Meskipun telah dipahami dan dituturkan oleh sebagian besar warga Indonesia, Bahasa Indonesia bukan merupakan bahasa ibu bagi kebanyakan penuturnya. Hal ini tak lain karena adanya beragam bahasa di masing-masing daerah Nusantara, dimana selain berbahasa resmi daerah adakalanya penuturan juga menggunakan bahasa kedua, misalnya dengan bahasa prokem ataupun bahasa walikan.
Awalnya bahasa prokem pun bahasa walikan hanya dituturkan oleh kelompok ataupun komunitas tertentu saja, misalnya pejuang Diponegoro, pejuang kemerdekaan, dan pejuang kedaerahan lain. Atau digunakan juga oleh para preman serta maling-maling jaman penjajahan kolonial. Menilik hal tersebut, kita dapat menyimpulkan alasan masyarakat menggunakan bahasa prokem ataupun bahasa walikan adalah sebagai bahasa perlawanan dan bahasa sandi, yaitu agar kalimat yang dituturkan tidak diketahui oleh orang di luar komunitasnya.
Namun pada perkembangannya semakin banyak orang yang berbahasa prokem ataupun bertutur dengan bahasa walikan. Selain merasa ‘gaul,’ ada solidaritas yang tercipta karenanya, sebagaimana solidaritas yang terjadi pada para pejuang perang masa lampau. Lain dari itu bahasa prokem dan bahasa walikan disinyalir juga mampu membawa pengalaman pribadi.
Bahasa Prokem
Bahasa prokem yang selanjutnya dikenal juga dengan istilahh “bahasa gaul” adalah ragam bahasa Indonesia yang tidak standar namun lazim digunakan di Jakarta. Bahasa prokem mulanya dikenal sebagai bahasa preman, hal ini bisa diketahui dari rumus yang tercipta darinya, yaitu pengambilan satu suku kata terdepan lalu diberikan sisipan ‘OK.‘ Sebagai contoh kata ‘Bapak,’ suku kata terdepannya adalah BAP, disisipkan OK hasilnya; bokap. Preman dari ‘prem’ disisipkan ‘ok’ menjadi ‘prokem.’

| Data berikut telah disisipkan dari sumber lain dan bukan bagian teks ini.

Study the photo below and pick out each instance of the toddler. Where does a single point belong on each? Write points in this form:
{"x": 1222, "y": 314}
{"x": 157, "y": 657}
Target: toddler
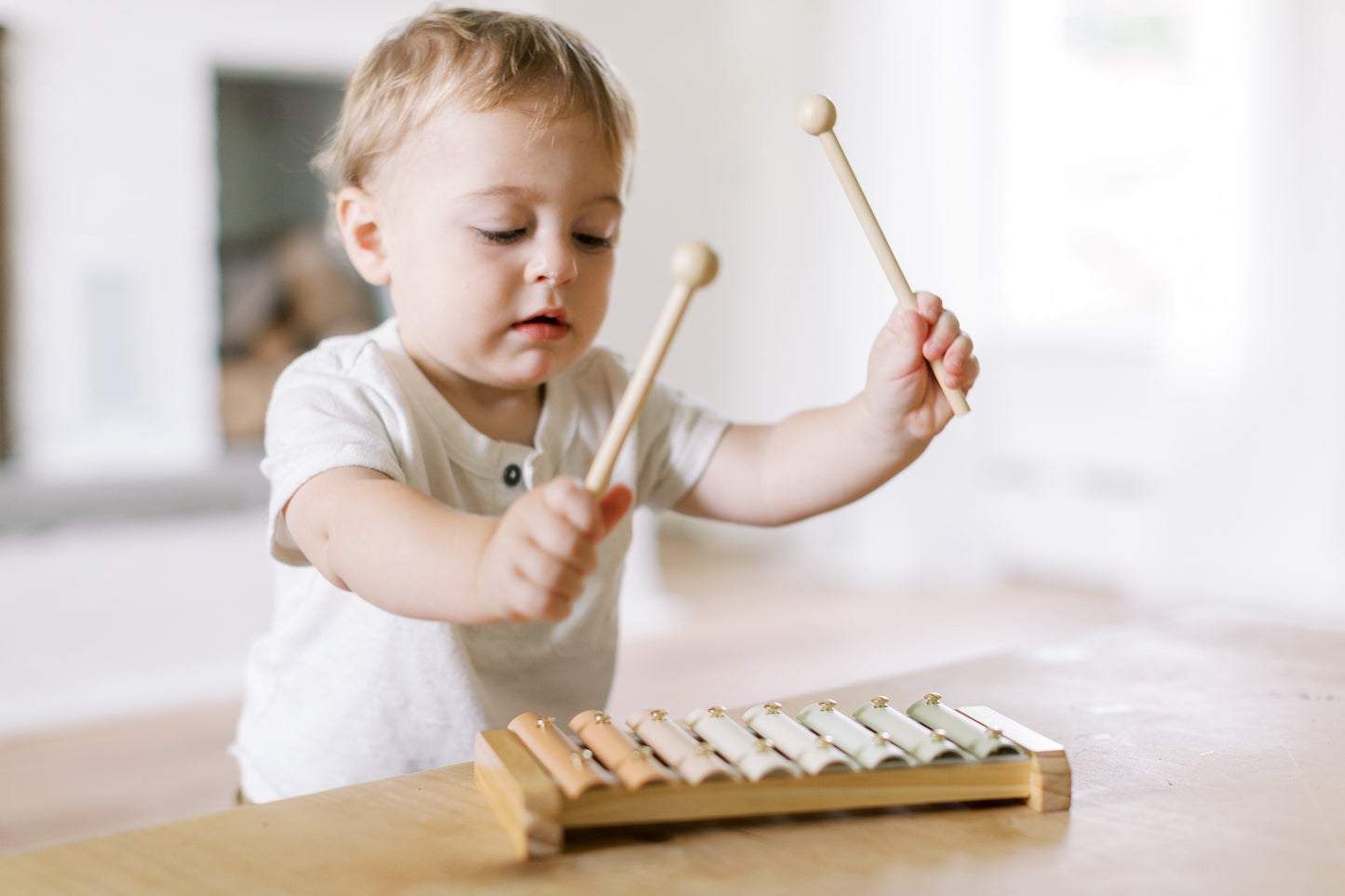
{"x": 440, "y": 566}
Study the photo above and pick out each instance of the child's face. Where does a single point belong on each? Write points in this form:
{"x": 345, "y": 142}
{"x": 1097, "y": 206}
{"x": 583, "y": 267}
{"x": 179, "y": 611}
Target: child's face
{"x": 496, "y": 244}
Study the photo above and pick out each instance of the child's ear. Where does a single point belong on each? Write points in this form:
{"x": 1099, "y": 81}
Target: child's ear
{"x": 362, "y": 234}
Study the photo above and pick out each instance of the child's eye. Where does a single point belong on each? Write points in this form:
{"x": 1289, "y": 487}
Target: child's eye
{"x": 502, "y": 237}
{"x": 592, "y": 241}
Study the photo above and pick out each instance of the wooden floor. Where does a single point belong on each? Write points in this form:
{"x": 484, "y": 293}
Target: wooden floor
{"x": 733, "y": 628}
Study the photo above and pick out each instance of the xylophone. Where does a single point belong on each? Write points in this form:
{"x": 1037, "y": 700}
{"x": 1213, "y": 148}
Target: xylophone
{"x": 543, "y": 781}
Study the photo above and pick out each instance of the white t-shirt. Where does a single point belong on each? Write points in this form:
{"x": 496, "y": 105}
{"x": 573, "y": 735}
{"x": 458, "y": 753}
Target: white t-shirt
{"x": 341, "y": 691}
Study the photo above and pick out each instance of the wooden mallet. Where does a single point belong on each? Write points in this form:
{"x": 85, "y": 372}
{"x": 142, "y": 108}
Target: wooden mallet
{"x": 818, "y": 116}
{"x": 693, "y": 267}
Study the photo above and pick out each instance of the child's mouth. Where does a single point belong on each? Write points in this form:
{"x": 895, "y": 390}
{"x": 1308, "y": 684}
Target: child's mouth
{"x": 544, "y": 328}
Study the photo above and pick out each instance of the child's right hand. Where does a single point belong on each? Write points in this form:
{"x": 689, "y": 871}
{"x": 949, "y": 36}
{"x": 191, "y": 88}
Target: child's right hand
{"x": 544, "y": 546}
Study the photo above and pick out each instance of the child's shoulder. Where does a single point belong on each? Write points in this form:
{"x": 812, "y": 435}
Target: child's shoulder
{"x": 346, "y": 354}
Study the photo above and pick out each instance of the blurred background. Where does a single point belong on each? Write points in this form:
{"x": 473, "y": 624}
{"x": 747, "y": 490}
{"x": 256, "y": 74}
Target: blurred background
{"x": 1137, "y": 207}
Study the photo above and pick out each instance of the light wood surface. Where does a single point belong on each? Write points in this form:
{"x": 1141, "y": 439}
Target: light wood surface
{"x": 818, "y": 116}
{"x": 694, "y": 265}
{"x": 1205, "y": 757}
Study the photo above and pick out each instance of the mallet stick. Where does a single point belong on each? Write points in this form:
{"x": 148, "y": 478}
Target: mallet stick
{"x": 693, "y": 267}
{"x": 818, "y": 116}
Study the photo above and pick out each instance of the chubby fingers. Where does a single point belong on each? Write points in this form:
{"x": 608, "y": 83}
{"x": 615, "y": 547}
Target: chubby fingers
{"x": 555, "y": 546}
{"x": 946, "y": 341}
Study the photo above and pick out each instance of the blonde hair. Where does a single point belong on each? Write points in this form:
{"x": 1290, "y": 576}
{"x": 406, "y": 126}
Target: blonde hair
{"x": 482, "y": 60}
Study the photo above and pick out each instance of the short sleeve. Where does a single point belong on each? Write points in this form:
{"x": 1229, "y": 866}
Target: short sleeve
{"x": 329, "y": 409}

Perkembangan selanjutnya ada pula bahasa prokem yang tercipta dengan metode lain, misalnya makan menjadi makarena, mahal menjadi maharani, polisi menjadi polesong, razia menjadi rajungan, ataupun sakit menjadi sekong. Bahasa ini juga menjadi bahasa yang cukup gaul, antara lain dipakai oleh kalangan waria.
Bahasa Walikan
Sebagai bahasa yang sifatnya lokal dan dikenal pula dengan sebutan bahasa slang, bahasa walikan juga sangat beragam. Di pulau Jawa sebut saja bahasa walikan Tegal, bahasa walikan Semarang, bahasa walikan Jogja, bahasa walikan Solo, dan juga bahasa walikan Malang.
Malang dengan Osob Kiwalan
Malang sebagai salah satu kota yang terkenal di Jawa Timur termasuk dalam sejarah panjang berdirinya NKRI, lantaran Malang adalah juga bagian dari perjuangan melawan kolonialisme masa lampau.
Sebagai bagian dari sejarah masa lalu, Malang juga berada di wilayah kerajaan cikal-bakal bumi Nusantara yang tentu saja acap melawan kesewenangan penjajah. Belum diketahui secara pasti kapan awalmula munculnya bahasa walikan di Malang, namun ketika terjadi gerakan perjuangan Gerilya Rakyat Kota (GRK), Osob Kiwalan (bahasa walikan) telah lazim dituturkan oleh para pejuang sebagai bahasa komunikasi. Hal itu dilakukan agar komunikasi dan koordinasi lisan tak mudah diketahui oleh pihak lawan, baik pihak musuh ataupun pribumi mata-mata Belanda. Karena jika komunikasi itu bocor, bukan tidak mungkin para pejuang akan terbunuh dan dibinasakan pemerintahan kolonial.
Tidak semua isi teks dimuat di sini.